After 3-4 months, treatment can
generally be stopped or the dose of vitamin D reduced to a maintenance level of
10-20 μg cholecalciferol daily, except in patients with
underlying disease such as malabsorption, in
whom higher doses may be required.
Vitamin
D-resistant rickets (VDRR)
This term describes osteomalacia
and rickets caused by:
1-Inactivating
mutations in the 25-hydroxyvitamin D-1-alpha-hydroxylase (CYP27B1)
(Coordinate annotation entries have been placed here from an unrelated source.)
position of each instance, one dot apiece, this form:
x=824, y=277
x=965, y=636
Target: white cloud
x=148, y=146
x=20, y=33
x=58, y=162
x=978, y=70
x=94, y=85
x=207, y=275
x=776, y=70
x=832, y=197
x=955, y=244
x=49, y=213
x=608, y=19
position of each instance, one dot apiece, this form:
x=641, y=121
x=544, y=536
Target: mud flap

enzyme which converts 25(OH)D to the active metabolite 1,25(OH)2 D3
(type I VDRR)
2-Inactivating
mutations in the vitamin D receptor which impair its ability to activate
transcription (type II VDRR).
Clinical features are
similar to those of infantile rickets and the diagnosis is usually first
suspected when the patient fails to respond to vitamin D supplementation.
Since both are recessive
disorders, consanguinity is common but there may or may not be a positive
family history.
Biochemical features of type I
disease are similar to vitamin D deficiency, except that levels of 25(OH)D are
normal. In type II disease, 25(OH)D is normal but PTH and 1,25(OH)2D3
values are raised. Type I can be treated with the active vitamin D metabolites,
1-alpha hydroxyvitamin D (1-2 μg daily orally) or 1,25
dihydroxyvitamin D (0.25-1.5 μg daily orally), with or without
calcium supplements, depending upon the patient's diet. Type II VDRR is
extremely difficult to treat but sometimes responds partially to very high doses
of active vitamin D metabolites and calcium and phosphate supplements
Renal
rickets and osteomalacia
Osteomalacia and rickets
occur in patients with chronic renal failure due to defects in synthesis of
renal 1,25(OH)2D3 or due to over-aggressive treatment
with oral phosphate binders.
Hypophosphataemic
rickets and osteomalacia
Rickets and osteomalacia can occur as
the result of inherited or acquired defects in renal tubular phosphate
reabsorption, and rarely in patients with tumours that secrete phosphaturic
substances .
Clinical
features and diagnosis
The hereditary disorders
usually present in childhood with rickets. The diagnosis is made on the basis
of the early age at onset and presence of hypophosphataemia with renal
phosphate wasting in the absence of vitamin D deficiency. Molecular diagnosis
can define the causal mutation. Tumour-induced hypophosphataemic osteomalacia
presents with severe, rapidly progessive symptoms in patients with no obvious
predisposing factor for osteomalacia. Strenuous efforts should be made to
identify the underlying, usually occult tumour. This often requires whole-body
MRI or CT.
:Management
Treatment is with phosphate
supplements (1-4 g daily) and active metabolites of vitamin D (1-alpha
hydroxyvitamin D 1-2 μg daily or 1,25 dihydroxyvitamin D 0.25-1.5 μg daily) to promote intestinal
calcium and phosphate absorption. The aim is to ameliorate symptoms, restore
normal growth, maintain serum phosphate levels within the normal range and
normalise alkaline phosphatase levels. Levels of calcium, phosphate and
alkaline phosphatase, along with renal function, should be monitored.
Tumour-induced osteomalacia
can be managed in the same way but surgical excision of the tumour is curative.